Mean :2016-07-01 Mean :17.011 Mean :26.12 Mean :22.19
3rd Qu.:2016-10-01 3rd Qu.:21.384 3rd Qu.:30.96 3rd Qu.:26.88
Max. :2016-12-31 Max. :31.276 Max. :41.89 Max. :37.50
We see that we have a complete year of measures and different ranges for each sensor. Now it is interesting to see the completeness of the data, we would also like to se its distribution along dates.
dataRaw %>%
group_by(Date) %>%
summarise(Measures = n()) %>%
ggplot(aes(x=Measures)) + geom_histogram()

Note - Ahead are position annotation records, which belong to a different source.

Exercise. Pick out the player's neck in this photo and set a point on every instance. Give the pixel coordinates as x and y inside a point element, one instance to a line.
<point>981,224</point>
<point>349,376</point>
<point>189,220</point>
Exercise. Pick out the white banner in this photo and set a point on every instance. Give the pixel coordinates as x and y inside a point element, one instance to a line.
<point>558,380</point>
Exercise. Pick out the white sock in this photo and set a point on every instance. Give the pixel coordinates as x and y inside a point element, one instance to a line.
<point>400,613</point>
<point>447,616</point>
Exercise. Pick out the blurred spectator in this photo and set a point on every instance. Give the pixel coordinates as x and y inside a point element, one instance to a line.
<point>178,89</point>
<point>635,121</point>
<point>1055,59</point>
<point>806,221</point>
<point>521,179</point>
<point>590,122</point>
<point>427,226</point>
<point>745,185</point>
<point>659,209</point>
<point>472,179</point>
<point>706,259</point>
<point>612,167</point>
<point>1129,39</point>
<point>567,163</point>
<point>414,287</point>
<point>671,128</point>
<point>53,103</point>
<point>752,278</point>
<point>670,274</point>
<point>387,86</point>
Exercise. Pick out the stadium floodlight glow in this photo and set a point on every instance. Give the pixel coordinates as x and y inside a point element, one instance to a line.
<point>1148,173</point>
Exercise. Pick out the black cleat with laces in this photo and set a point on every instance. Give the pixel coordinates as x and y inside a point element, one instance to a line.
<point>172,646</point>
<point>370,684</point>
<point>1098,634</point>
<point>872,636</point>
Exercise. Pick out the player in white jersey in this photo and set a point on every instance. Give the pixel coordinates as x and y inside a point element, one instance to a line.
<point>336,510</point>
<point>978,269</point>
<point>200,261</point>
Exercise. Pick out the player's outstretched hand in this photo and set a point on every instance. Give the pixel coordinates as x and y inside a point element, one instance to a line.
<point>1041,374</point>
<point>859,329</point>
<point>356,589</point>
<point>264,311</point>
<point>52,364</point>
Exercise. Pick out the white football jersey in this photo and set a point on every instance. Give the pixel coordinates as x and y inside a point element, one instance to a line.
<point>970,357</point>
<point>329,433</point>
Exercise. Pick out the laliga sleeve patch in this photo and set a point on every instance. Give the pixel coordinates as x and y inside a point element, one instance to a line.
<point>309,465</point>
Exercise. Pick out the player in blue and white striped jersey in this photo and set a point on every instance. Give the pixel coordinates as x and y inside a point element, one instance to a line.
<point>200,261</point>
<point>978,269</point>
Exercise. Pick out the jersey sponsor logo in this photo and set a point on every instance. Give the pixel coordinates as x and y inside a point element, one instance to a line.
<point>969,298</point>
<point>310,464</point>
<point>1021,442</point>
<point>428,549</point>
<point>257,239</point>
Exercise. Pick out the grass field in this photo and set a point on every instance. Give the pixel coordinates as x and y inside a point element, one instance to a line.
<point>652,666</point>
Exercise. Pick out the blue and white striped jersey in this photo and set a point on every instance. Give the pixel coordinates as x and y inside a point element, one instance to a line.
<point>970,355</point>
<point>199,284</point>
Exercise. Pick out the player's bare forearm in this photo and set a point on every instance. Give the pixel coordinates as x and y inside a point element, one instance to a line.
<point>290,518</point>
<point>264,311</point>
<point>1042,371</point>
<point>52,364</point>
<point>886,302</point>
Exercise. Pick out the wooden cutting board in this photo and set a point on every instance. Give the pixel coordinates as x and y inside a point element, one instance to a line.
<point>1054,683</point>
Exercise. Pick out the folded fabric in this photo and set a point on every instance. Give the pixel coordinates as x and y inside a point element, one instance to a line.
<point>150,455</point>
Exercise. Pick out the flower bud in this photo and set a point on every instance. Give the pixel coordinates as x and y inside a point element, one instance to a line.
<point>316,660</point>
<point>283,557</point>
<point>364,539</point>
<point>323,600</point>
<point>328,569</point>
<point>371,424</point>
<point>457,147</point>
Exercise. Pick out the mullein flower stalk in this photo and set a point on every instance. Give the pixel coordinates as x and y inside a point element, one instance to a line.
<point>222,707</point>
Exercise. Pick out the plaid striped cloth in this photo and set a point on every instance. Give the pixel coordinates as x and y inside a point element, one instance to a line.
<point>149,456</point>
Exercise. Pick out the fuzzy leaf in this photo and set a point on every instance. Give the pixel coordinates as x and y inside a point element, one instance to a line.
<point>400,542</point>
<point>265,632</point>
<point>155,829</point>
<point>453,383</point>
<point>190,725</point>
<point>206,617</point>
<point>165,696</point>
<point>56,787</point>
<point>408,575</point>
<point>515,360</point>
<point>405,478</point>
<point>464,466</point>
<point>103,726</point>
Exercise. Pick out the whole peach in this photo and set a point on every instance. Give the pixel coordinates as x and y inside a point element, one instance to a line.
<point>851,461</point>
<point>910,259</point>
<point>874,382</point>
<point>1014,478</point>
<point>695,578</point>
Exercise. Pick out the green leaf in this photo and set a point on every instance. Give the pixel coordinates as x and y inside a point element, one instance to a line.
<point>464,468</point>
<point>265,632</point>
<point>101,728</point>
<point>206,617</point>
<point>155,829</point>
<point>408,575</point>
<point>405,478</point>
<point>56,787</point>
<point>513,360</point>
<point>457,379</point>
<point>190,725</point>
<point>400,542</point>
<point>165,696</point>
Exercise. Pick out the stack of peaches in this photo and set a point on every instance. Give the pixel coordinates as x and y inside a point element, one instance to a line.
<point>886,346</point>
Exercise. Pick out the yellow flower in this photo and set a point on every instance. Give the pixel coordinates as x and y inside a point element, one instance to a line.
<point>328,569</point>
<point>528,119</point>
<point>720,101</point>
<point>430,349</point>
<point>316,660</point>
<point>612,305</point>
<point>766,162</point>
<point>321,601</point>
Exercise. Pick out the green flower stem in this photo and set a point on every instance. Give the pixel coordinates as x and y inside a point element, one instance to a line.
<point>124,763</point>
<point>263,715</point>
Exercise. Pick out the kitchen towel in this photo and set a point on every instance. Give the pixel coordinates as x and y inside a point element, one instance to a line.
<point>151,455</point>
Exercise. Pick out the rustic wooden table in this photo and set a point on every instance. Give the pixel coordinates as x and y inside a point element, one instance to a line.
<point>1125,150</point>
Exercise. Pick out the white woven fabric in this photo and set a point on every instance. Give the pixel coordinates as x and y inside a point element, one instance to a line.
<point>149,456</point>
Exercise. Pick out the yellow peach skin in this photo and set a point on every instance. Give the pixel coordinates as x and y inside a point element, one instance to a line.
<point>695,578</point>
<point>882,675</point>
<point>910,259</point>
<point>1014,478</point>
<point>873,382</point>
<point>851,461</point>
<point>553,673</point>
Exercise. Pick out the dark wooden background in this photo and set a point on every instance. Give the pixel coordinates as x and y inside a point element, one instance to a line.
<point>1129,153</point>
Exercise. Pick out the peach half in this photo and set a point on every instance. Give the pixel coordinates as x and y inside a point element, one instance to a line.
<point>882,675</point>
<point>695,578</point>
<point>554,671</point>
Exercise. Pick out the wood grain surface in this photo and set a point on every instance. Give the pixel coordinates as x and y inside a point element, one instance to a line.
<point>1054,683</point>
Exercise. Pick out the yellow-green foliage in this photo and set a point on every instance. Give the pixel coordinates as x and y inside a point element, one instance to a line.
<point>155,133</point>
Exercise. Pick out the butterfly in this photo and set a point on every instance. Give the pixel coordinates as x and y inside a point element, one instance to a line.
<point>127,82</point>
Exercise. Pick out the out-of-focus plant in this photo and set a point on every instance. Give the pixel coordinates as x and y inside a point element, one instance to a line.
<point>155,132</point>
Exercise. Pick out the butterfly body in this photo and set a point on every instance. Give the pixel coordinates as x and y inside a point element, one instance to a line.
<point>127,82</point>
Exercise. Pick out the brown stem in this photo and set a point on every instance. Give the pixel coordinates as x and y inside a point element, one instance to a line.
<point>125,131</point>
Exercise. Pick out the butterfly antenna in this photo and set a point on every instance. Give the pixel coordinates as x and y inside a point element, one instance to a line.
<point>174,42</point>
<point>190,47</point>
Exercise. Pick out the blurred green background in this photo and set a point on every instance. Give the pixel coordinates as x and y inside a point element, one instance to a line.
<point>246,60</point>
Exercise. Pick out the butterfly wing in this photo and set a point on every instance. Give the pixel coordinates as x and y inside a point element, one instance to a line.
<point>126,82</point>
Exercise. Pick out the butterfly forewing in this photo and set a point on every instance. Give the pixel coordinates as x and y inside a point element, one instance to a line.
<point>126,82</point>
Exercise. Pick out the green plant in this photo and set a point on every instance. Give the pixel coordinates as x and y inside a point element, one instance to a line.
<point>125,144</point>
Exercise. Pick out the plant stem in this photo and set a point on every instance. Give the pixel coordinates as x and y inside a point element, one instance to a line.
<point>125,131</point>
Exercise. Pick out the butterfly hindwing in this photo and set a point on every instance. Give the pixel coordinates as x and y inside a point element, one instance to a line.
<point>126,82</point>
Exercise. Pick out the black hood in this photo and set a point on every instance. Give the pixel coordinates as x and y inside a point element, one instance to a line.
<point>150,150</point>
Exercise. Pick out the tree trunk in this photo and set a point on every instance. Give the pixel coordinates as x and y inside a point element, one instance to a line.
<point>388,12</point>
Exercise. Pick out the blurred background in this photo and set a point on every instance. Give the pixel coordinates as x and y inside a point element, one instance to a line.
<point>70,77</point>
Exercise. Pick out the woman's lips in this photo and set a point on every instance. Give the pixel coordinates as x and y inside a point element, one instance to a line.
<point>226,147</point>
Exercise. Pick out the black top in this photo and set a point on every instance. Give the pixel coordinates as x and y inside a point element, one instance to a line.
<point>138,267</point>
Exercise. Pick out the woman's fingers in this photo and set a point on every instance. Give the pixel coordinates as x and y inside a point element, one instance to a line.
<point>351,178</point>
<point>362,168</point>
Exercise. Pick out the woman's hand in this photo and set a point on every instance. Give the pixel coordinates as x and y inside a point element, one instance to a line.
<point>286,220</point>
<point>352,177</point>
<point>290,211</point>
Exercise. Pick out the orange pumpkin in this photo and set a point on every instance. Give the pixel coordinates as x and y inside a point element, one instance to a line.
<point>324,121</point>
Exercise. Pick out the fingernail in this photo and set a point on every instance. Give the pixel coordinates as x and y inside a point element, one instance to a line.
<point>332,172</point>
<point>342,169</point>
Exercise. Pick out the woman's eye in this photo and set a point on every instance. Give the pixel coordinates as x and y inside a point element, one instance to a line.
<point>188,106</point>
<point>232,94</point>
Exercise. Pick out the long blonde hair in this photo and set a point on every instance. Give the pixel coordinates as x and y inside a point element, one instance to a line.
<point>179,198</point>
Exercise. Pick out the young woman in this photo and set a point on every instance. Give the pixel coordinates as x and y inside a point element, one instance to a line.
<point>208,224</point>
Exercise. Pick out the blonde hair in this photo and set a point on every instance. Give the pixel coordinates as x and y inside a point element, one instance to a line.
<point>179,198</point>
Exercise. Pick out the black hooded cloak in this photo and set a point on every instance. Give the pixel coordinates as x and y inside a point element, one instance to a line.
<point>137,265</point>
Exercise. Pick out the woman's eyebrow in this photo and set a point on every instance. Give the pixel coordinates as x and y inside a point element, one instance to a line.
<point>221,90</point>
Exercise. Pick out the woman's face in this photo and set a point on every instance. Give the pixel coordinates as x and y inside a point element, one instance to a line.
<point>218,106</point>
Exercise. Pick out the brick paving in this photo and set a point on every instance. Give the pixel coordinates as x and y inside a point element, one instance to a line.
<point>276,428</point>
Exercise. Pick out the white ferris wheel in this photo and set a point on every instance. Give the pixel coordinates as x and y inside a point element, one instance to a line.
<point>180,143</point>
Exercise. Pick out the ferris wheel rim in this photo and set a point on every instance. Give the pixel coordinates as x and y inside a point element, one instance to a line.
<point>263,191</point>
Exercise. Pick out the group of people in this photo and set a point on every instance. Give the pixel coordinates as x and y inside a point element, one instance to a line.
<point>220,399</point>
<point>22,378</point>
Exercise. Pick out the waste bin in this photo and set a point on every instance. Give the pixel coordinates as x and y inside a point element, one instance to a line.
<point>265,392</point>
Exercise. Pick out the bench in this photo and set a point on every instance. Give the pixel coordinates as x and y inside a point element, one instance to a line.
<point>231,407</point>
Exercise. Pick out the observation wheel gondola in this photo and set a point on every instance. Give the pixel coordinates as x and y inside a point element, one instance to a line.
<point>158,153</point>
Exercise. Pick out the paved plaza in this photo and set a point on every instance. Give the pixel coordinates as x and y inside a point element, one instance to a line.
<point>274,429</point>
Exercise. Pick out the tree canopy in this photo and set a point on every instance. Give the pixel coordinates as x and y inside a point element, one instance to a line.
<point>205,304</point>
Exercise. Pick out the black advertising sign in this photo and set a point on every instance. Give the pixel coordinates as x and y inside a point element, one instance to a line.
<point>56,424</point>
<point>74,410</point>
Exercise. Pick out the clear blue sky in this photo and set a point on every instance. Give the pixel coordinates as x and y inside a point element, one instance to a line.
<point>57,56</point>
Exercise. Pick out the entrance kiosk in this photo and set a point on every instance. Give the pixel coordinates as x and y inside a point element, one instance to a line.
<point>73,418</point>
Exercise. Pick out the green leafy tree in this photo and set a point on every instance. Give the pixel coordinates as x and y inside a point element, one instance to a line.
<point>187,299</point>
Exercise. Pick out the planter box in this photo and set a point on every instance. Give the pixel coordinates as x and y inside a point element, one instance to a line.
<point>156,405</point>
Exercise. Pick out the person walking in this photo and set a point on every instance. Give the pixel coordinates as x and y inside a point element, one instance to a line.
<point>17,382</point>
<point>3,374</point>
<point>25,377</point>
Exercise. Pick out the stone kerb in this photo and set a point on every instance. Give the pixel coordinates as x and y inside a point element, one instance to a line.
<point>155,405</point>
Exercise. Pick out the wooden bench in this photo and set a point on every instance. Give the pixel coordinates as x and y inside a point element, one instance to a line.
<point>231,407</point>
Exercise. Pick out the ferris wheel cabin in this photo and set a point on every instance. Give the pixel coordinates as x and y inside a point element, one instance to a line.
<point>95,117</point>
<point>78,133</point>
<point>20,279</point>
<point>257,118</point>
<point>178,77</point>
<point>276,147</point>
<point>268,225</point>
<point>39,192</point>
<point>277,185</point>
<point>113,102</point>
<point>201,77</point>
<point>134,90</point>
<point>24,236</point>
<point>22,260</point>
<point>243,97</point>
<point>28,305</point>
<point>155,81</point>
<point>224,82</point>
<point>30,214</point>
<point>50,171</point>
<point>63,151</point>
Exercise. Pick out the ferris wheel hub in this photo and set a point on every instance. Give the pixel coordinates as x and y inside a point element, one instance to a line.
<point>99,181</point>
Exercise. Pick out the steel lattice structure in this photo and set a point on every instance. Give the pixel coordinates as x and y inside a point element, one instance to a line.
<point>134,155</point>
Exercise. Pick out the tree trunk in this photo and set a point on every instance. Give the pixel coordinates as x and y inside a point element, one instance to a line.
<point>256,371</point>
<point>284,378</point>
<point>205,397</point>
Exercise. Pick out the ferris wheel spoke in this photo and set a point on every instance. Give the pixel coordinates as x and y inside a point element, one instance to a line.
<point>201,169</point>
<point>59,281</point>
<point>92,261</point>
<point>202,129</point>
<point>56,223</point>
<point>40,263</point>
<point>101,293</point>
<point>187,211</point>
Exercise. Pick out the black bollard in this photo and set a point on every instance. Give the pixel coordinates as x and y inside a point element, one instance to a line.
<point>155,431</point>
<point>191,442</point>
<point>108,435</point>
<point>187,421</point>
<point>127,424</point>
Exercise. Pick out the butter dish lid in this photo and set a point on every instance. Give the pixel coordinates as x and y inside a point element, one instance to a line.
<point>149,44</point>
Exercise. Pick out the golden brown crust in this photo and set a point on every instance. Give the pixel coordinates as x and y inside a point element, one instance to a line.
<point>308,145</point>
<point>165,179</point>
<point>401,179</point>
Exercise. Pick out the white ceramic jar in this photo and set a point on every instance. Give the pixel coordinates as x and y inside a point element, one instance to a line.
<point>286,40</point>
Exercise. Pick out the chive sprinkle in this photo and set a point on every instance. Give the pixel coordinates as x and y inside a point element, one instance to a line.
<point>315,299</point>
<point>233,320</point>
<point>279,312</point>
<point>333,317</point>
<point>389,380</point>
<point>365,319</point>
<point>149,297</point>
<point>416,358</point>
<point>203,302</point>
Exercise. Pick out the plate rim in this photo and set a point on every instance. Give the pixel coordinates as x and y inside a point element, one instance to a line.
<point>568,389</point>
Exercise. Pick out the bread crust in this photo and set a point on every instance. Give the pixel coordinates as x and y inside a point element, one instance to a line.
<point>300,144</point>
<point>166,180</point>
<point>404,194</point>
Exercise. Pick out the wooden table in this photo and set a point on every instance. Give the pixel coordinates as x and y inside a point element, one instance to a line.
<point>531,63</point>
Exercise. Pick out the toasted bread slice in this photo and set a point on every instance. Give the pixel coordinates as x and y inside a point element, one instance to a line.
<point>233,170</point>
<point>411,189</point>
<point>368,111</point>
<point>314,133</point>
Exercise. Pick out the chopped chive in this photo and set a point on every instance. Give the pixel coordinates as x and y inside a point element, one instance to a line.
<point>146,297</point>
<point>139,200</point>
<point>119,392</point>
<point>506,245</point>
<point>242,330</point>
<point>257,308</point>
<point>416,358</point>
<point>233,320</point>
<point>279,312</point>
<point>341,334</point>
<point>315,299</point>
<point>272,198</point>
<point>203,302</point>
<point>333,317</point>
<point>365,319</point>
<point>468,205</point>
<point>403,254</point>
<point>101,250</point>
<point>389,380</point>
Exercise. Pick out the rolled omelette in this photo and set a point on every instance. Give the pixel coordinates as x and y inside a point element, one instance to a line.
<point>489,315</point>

We confirm that the number of measures is stable during the day. We would now observe the distribution of the Temperature measures for each sensor.
dataRaw %>%
gather("Sensor", "Measure", TS1, TS2, TS3) %>%
ggplot(aes(x=Date, y=Measure, group=Sensor, color=Sensor)) +
geom_line()
dataRaw %>%
gather("Sensor", "Measure", TS1, TS2, TS3) %>%
ggplot(aes(x=Date, y=Measure, group=Sensor, color=Sensor)) +
geom_smooth()
dataRaw %>%
gather("Sensor", "Measure", TS1, TS2, TS3) %>%
ggplot(aes(x=Date, y=Measure, group=Sensor, color=Sensor)) +
geom_boxplot()
We observe three different distributions for each sensor. Visually they appear to be some linear variation, in fact, a simple additive relationship that could be modelled by adding a scalar intercept value. This dependency relationship can be modelled in a BN, but, what is the best way to do it?
The solution is elegant from the computational and the statistical point of view. We can think that the sensors are measuring some real and not observable temperature from the environment. This hidden value conditions the exact measures that the sensors capture, and thus can model its individual distributions.
In other words, our model requires an additional variable, more concretelly a Temp latent variable that cannot be observed but that is captured by each sensor by following a particular dependency, we will represent this by adding a new variable to our data (we will also remove unused variables).
dataLatent <- dataRaw %>%
mutate(Temp = NA) %>%
select(Temp, TS1, TS2, TS3) %>%
as.data.frame()
dataLatent$Temp <- as.numeric(dataLatent$Temp)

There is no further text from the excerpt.